Partial installation view of LUO JR-SHIN’s Message II, 2021, stainless steel, UV printing, LED light, resin, and cigarette, dimensions variable, at

A conversation played out on the mirrors above Luo’s sinks. Message II (2021) screengrabbed an anonymous chat-bubble that admits, “I feel like a urinal in a nightclub.” Another replies, “It’s been a while since I felt as sexy as that lol. Jealous.” Just as the artist plays with the anthropomorphization of the nightclub, so too does he indulge in the objectification of the human subject, probing the ways bodies may be queered in the pursuit of a feeling. Luo’s party was packed.
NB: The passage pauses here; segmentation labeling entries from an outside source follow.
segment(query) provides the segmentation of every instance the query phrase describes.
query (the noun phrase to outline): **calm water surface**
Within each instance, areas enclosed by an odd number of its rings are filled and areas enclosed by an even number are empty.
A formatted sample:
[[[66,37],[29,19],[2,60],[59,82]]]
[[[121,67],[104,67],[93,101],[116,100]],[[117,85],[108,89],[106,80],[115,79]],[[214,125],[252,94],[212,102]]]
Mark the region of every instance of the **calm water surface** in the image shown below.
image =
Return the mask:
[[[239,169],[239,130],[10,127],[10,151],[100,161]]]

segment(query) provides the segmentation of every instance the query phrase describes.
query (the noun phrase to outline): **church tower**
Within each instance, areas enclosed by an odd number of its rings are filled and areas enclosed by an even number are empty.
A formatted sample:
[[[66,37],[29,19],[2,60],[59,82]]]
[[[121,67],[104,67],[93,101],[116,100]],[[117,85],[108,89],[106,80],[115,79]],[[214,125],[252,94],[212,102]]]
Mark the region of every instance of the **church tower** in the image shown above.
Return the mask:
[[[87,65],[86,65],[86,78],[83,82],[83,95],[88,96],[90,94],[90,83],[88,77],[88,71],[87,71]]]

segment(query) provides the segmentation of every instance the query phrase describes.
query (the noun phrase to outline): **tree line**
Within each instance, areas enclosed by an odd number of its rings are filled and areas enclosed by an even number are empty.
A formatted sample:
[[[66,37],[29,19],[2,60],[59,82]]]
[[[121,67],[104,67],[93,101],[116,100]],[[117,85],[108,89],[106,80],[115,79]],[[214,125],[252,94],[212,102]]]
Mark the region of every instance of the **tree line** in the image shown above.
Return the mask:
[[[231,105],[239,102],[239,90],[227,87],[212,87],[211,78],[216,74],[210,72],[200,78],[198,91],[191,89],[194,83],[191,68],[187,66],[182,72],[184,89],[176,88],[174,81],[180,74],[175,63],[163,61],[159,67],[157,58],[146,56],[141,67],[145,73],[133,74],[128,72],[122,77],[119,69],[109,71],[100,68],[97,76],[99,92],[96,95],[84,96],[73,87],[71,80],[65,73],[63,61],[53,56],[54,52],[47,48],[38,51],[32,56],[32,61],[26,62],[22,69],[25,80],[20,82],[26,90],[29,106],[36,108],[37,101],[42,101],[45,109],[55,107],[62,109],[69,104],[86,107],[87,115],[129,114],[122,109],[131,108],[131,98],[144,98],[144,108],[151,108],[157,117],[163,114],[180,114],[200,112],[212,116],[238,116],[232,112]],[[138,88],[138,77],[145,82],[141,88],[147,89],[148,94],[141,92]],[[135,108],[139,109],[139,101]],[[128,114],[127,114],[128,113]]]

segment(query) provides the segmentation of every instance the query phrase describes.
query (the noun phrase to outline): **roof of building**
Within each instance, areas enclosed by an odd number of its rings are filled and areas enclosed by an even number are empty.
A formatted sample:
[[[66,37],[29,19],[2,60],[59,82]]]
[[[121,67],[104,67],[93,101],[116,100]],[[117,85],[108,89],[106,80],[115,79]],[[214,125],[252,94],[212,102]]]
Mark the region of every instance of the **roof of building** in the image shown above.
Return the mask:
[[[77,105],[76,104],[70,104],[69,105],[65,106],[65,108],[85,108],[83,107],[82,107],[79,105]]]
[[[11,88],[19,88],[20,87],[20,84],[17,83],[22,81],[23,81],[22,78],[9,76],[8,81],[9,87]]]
Sandbags outfitted in sportswear and leather harnesses propped up the corridors. A ball-gag enjambed into the wall suggested one swallowed up by the pleasure of their own total submission to the club. A scattering of stickers even introduced a mascot of sorts—a urinal with jovial eyes and wide open arms, their mouth overflowing gleefully with pee. It was a guest list that evidenced the full potential of the interactions that take place when the blinds are shut. Luo savvily framed the nightclub as a space where we are willed into change by longing and lust, human and venue alike forever reconstituted by the fine-print side effects of contact and exchange.

Luo Jr. Shin’s “Like a Urinal in a Nightclub” is on view at Taipei Fine Arts Museum until November 28, 2021.